A Probabilistic Framework for Online Analysis of Alarm Floods Using Convolutional Neural Networks
Haniyeh Seyed Alinezhad, Jun Shang, Tongwen Chen, Sirish L. Shah
Abstract
Safe and efficient operation of complex industrial processes is highly dependent on alarm systems. There is a phenomenon called alarm flood, which significantly impairs the performance of alarm systems. An alarm flood refers to a situation when a plant operator is overloaded with many alarms triggered sequentially within a short time period. As a result, the operator can be distracted from taking the required safety actions. It is, therefore, imperative to deal with the problem of alarm floods, particularly for online applications.
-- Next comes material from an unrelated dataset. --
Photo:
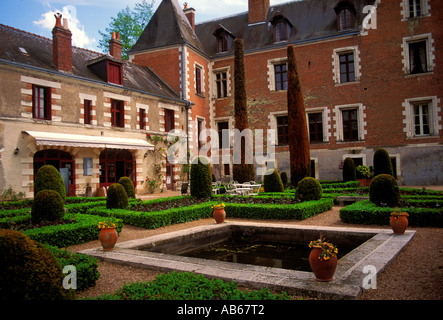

By taking advantage of historical alarm and event (A&E) logs, efficient alarm flood monitoring methods based on similarity analysis can be developed in the area of machine learning (ML). In this article, we develop a probabilistic framework for transforming alarm flood data into suitable inputs for convolutional neural networks (CNNs). The proposed alarm flood representation is used to establish an ML-based alarm flood analysis framework, where a CNN is trained to predict upcoming fault scenarios by observing online alarm floods. This method is capable of incorporating the activated alarm tags and their triggering times, as well as tolerating the effect of irrelevant alarms and alarm order ambiguities. Two alarm datasets from the Tennessee Eastman (TE) benchmark and a Vinyl Acetate Monomer (VAM) process are used to evaluate the proposed approach.